The MySQL installed on the standby instance is in shutdown mode; and the replication happens between the two EBS. i.e., as soon as the data is written to the primary EBS, it is duplicated to the standby EBS in a synchronized fashion. This way, RDS ensures that any data written to the master EBS is always present on the standby EBS; and hence, there will be no data loss in the case of a failover.
At the time of a failover, the RDS goes through a number of steps to ensure that the traffic is moved over to the standby machine in a sane manner. These steps are listed below:
- Primary MySQL instance goes through a cut-over (networking stopped). Client application goes down.
- MySQL on the standby machine is started.
- RDS endpoint switches to the standby machine (new primary).
- Application starts connecting to the standby machine. Client application is up now.
- Old primary machine goes through a host-change (hard-reboot).
- EBS sync starts from the new primary instance to the new standby instance.
Looking at the process of failover, it seems pretty foolproof; and the replicas should’ve never gone through any duplicate errors and we should’ve never had any data loss.
So, what went wrong?
Incorrect configuration variable
We found a MySQL configuration parameter innodb_flush_log_at_trx_commit, which is very critical for the seamless process of a failover.
InnoDB data changes are always committed to a transactional log which resides in the memory. This data is flushed to the EBS disk based on the setting of innodb_flush_log_at_trx_commit.
- If the variable is set to 0, logs are written and flushed to the disk once every second. Transactions for which logs have not been flushed to the disk can be lost in case of a crash.
- If the variable is set to 1, logs are written and flushed to the disk after every transaction commit. This is the default RDS setting and is required for full ACID compliance.
- If the variable is set to 2, logs are written after each transaction commit, but flushed to disk after every one second. Transactions for which logs have not been flushed to the disk can be lost in case of a crash.

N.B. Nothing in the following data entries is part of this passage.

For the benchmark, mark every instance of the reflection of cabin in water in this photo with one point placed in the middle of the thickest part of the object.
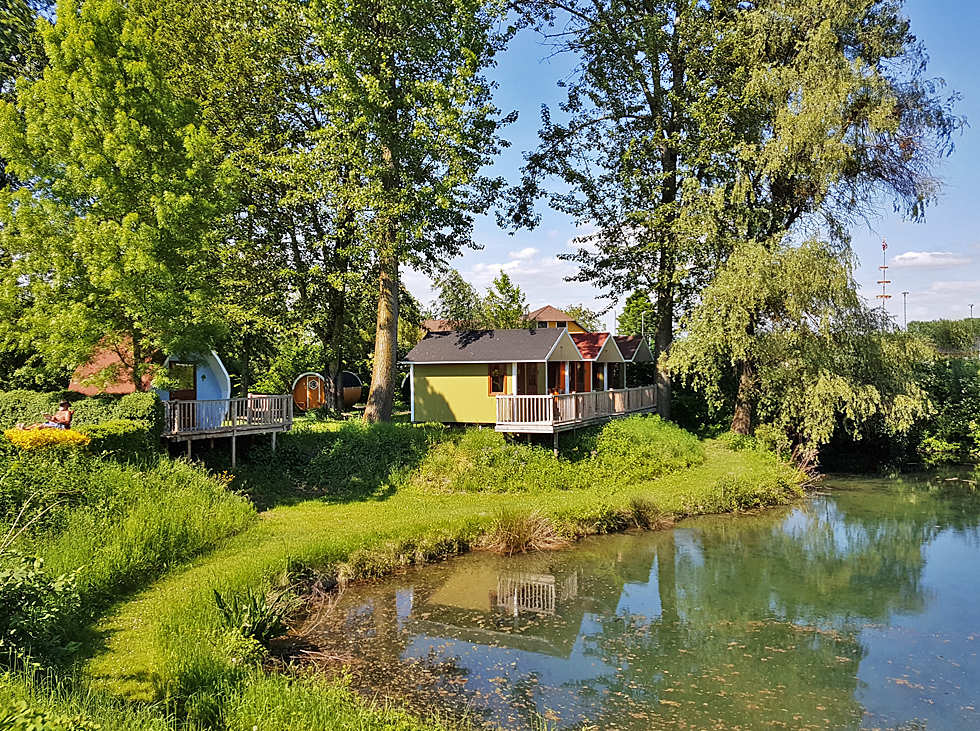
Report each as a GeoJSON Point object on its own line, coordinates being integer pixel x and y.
{"type": "Point", "coordinates": [538, 610]}
{"type": "Point", "coordinates": [525, 381]}
{"type": "Point", "coordinates": [198, 405]}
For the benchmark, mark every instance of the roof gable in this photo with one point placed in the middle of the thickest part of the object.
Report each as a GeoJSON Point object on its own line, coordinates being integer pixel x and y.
{"type": "Point", "coordinates": [494, 346]}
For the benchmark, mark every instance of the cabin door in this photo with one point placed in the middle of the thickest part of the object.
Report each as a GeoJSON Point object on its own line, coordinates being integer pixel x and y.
{"type": "Point", "coordinates": [186, 390]}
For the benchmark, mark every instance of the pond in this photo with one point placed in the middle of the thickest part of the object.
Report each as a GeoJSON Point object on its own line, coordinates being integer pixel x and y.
{"type": "Point", "coordinates": [857, 608]}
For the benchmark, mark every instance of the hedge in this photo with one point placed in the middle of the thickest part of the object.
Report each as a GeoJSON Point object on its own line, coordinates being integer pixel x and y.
{"type": "Point", "coordinates": [122, 438]}
{"type": "Point", "coordinates": [27, 407]}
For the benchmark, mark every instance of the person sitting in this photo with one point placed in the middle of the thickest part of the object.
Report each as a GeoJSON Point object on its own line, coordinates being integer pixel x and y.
{"type": "Point", "coordinates": [61, 419]}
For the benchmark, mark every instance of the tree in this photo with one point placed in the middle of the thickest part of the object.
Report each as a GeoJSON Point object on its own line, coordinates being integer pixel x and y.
{"type": "Point", "coordinates": [504, 307]}
{"type": "Point", "coordinates": [633, 319]}
{"type": "Point", "coordinates": [585, 317]}
{"type": "Point", "coordinates": [458, 302]}
{"type": "Point", "coordinates": [819, 357]}
{"type": "Point", "coordinates": [695, 125]}
{"type": "Point", "coordinates": [111, 239]}
{"type": "Point", "coordinates": [407, 76]}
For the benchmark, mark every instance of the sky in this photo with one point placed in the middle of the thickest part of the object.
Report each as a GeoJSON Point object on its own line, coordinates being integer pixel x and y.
{"type": "Point", "coordinates": [936, 262]}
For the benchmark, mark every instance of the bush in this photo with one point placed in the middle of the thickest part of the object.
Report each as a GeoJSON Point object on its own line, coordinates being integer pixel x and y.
{"type": "Point", "coordinates": [120, 437]}
{"type": "Point", "coordinates": [31, 440]}
{"type": "Point", "coordinates": [647, 446]}
{"type": "Point", "coordinates": [37, 611]}
{"type": "Point", "coordinates": [361, 458]}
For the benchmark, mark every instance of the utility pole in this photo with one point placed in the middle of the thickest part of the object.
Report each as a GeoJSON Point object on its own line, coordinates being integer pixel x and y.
{"type": "Point", "coordinates": [884, 296]}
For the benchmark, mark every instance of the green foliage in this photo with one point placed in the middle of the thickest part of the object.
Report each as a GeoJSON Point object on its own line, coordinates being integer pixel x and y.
{"type": "Point", "coordinates": [952, 433]}
{"type": "Point", "coordinates": [361, 459]}
{"type": "Point", "coordinates": [960, 337]}
{"type": "Point", "coordinates": [111, 239]}
{"type": "Point", "coordinates": [38, 612]}
{"type": "Point", "coordinates": [27, 407]}
{"type": "Point", "coordinates": [647, 444]}
{"type": "Point", "coordinates": [122, 438]}
{"type": "Point", "coordinates": [19, 716]}
{"type": "Point", "coordinates": [812, 356]}
{"type": "Point", "coordinates": [504, 306]}
{"type": "Point", "coordinates": [589, 320]}
{"type": "Point", "coordinates": [637, 315]}
{"type": "Point", "coordinates": [257, 615]}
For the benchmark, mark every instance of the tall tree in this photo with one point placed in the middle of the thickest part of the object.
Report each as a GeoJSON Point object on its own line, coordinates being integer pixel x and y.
{"type": "Point", "coordinates": [505, 307]}
{"type": "Point", "coordinates": [110, 240]}
{"type": "Point", "coordinates": [458, 302]}
{"type": "Point", "coordinates": [693, 125]}
{"type": "Point", "coordinates": [407, 76]}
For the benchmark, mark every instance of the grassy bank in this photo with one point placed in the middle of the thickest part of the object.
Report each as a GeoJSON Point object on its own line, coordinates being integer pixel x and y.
{"type": "Point", "coordinates": [357, 503]}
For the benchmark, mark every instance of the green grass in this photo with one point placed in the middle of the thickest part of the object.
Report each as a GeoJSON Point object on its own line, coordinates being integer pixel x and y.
{"type": "Point", "coordinates": [346, 501]}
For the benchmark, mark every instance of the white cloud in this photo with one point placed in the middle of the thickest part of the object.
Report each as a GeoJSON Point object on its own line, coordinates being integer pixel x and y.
{"type": "Point", "coordinates": [528, 253]}
{"type": "Point", "coordinates": [930, 260]}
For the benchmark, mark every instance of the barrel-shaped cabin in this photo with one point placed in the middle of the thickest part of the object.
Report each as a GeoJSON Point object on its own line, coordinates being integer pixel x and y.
{"type": "Point", "coordinates": [526, 381]}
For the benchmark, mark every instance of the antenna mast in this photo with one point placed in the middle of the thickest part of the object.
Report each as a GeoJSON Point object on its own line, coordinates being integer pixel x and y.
{"type": "Point", "coordinates": [884, 296]}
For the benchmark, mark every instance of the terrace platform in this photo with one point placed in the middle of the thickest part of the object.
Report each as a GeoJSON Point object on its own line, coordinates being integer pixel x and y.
{"type": "Point", "coordinates": [562, 412]}
{"type": "Point", "coordinates": [187, 421]}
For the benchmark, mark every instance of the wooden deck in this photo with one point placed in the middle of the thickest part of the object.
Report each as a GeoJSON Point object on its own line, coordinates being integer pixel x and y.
{"type": "Point", "coordinates": [185, 421]}
{"type": "Point", "coordinates": [552, 414]}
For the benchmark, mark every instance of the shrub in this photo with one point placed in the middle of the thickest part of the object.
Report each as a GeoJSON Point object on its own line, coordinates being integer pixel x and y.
{"type": "Point", "coordinates": [41, 439]}
{"type": "Point", "coordinates": [522, 531]}
{"type": "Point", "coordinates": [362, 458]}
{"type": "Point", "coordinates": [256, 615]}
{"type": "Point", "coordinates": [27, 407]}
{"type": "Point", "coordinates": [37, 611]}
{"type": "Point", "coordinates": [647, 446]}
{"type": "Point", "coordinates": [119, 437]}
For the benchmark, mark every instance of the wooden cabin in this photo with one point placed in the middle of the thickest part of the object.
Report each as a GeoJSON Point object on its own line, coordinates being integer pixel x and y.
{"type": "Point", "coordinates": [523, 381]}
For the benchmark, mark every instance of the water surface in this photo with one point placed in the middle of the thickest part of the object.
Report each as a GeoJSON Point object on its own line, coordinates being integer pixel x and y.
{"type": "Point", "coordinates": [858, 608]}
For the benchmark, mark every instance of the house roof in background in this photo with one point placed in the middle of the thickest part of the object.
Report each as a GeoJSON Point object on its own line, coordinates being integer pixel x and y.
{"type": "Point", "coordinates": [634, 348]}
{"type": "Point", "coordinates": [590, 344]}
{"type": "Point", "coordinates": [437, 325]}
{"type": "Point", "coordinates": [488, 346]}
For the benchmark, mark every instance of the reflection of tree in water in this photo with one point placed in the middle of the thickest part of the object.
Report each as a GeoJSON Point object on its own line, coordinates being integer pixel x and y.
{"type": "Point", "coordinates": [759, 617]}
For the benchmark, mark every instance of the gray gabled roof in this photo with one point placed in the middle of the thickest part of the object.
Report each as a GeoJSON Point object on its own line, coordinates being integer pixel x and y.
{"type": "Point", "coordinates": [489, 346]}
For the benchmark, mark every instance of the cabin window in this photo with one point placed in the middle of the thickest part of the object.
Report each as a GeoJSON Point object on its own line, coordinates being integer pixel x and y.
{"type": "Point", "coordinates": [497, 373]}
{"type": "Point", "coordinates": [527, 379]}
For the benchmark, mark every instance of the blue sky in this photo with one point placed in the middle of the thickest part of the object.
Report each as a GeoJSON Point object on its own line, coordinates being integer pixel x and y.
{"type": "Point", "coordinates": [937, 262]}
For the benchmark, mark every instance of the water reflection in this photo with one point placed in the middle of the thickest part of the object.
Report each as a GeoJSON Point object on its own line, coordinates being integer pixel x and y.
{"type": "Point", "coordinates": [822, 616]}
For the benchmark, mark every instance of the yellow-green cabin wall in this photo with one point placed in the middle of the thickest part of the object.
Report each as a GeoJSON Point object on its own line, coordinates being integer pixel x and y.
{"type": "Point", "coordinates": [459, 392]}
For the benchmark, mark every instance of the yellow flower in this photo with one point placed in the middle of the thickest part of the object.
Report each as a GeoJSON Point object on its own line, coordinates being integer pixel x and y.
{"type": "Point", "coordinates": [33, 439]}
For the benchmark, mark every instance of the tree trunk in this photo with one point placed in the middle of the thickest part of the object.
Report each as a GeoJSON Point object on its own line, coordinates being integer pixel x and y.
{"type": "Point", "coordinates": [381, 397]}
{"type": "Point", "coordinates": [742, 421]}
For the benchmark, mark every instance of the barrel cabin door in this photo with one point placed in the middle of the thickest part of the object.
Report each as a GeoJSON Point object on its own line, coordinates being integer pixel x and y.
{"type": "Point", "coordinates": [185, 377]}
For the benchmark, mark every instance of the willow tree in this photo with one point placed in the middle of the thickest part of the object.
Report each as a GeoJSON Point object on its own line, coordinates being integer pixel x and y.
{"type": "Point", "coordinates": [693, 125]}
{"type": "Point", "coordinates": [820, 357]}
{"type": "Point", "coordinates": [110, 239]}
{"type": "Point", "coordinates": [407, 77]}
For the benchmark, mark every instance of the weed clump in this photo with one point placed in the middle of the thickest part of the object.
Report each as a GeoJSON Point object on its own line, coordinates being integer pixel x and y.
{"type": "Point", "coordinates": [518, 531]}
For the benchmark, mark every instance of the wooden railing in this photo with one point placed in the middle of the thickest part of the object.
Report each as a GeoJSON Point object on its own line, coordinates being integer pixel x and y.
{"type": "Point", "coordinates": [217, 416]}
{"type": "Point", "coordinates": [573, 408]}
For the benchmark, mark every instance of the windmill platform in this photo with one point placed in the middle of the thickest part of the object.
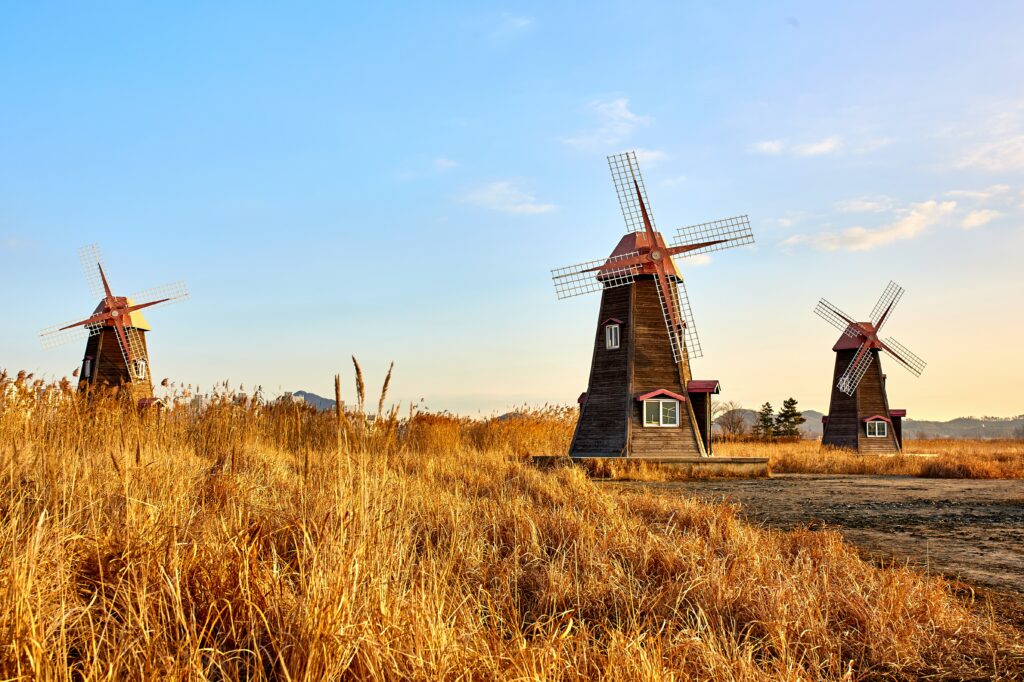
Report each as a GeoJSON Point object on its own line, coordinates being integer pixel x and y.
{"type": "Point", "coordinates": [696, 467]}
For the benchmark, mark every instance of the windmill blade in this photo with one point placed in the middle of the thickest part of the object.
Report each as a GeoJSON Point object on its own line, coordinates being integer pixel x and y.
{"type": "Point", "coordinates": [858, 368]}
{"type": "Point", "coordinates": [595, 275]}
{"type": "Point", "coordinates": [730, 232]}
{"type": "Point", "coordinates": [51, 337]}
{"type": "Point", "coordinates": [899, 352]}
{"type": "Point", "coordinates": [626, 172]}
{"type": "Point", "coordinates": [173, 293]}
{"type": "Point", "coordinates": [133, 352]}
{"type": "Point", "coordinates": [671, 312]}
{"type": "Point", "coordinates": [92, 260]}
{"type": "Point", "coordinates": [890, 297]}
{"type": "Point", "coordinates": [692, 340]}
{"type": "Point", "coordinates": [836, 317]}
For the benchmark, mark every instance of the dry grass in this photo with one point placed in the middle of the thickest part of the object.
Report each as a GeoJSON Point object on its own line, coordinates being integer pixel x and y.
{"type": "Point", "coordinates": [274, 542]}
{"type": "Point", "coordinates": [955, 459]}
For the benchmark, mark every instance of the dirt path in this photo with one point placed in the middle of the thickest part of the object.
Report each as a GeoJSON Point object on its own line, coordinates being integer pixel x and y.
{"type": "Point", "coordinates": [967, 529]}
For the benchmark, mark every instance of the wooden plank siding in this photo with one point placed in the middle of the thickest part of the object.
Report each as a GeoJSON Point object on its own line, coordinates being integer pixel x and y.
{"type": "Point", "coordinates": [654, 368]}
{"type": "Point", "coordinates": [845, 427]}
{"type": "Point", "coordinates": [109, 364]}
{"type": "Point", "coordinates": [603, 426]}
{"type": "Point", "coordinates": [610, 421]}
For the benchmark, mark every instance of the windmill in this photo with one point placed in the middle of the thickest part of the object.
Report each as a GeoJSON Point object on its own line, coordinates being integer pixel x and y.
{"type": "Point", "coordinates": [641, 398]}
{"type": "Point", "coordinates": [859, 417]}
{"type": "Point", "coordinates": [116, 351]}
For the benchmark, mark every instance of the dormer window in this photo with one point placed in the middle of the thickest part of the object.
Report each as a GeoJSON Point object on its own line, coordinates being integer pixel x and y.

For full ACID compliance, we must set the variable to 1. However, in our case, we had set it to 2. This means even though the logs were written after every commit, they were not getting flushed to the disk immediately.
After learning about this variable, everything suddenly became crystal clear to us. Since, we had set it to 2, the data was committed to the master instance but was not flushed to the primary EBS. Hence, the standby (new primary) never received this data; which is why we could not find it in the master instance after the failover.
But, why did the replicas fail? And, why was the data found in the binary logs?
Apparently, there is another variable called sync_binlog which when set to 1, flushes the data to binary logs immediately. As we had set it to 1 (which is correct), the data got written to the binary logs and replicas were able to read that data. Once the data was read, replicas ran those DML queries onto them and became in sync with the old master.
Let’s say, the auto-increment value of one of the tables was X. Application inserted a new row which got auto-increment-id as X+1. This value X+1 reached the replica, but not the standby machine. So, when the application failed over to the standby machine, it again entered a new row with auto-increment-id as X+1. This insert, on reaching the replica, threw the duplicate-key error and crashed the replication.
We went back to our old snapshots (incidentally, we had kept the snapshots of the old replicas before deleting them); and were able to prove that the lost data was present in the replicas.
Once our theory was proved, we immediately went to the master instance and changed the value of innodb_flush_log_at_trx_commit from 2 to 1; and closed the final loop.
In retrospect, we’re glad that we dug deeper into the incident and how we were able to reach the root of the problem. The incident showed us that we were always vulnerable to data loss because of an incorrect setting of a configuration variable.
The only silver lining is, however, that we learnt a lot about how RDS manages the Multi-AZ setup and its failovers. And, of course, we gained an interesting tale to tell you all!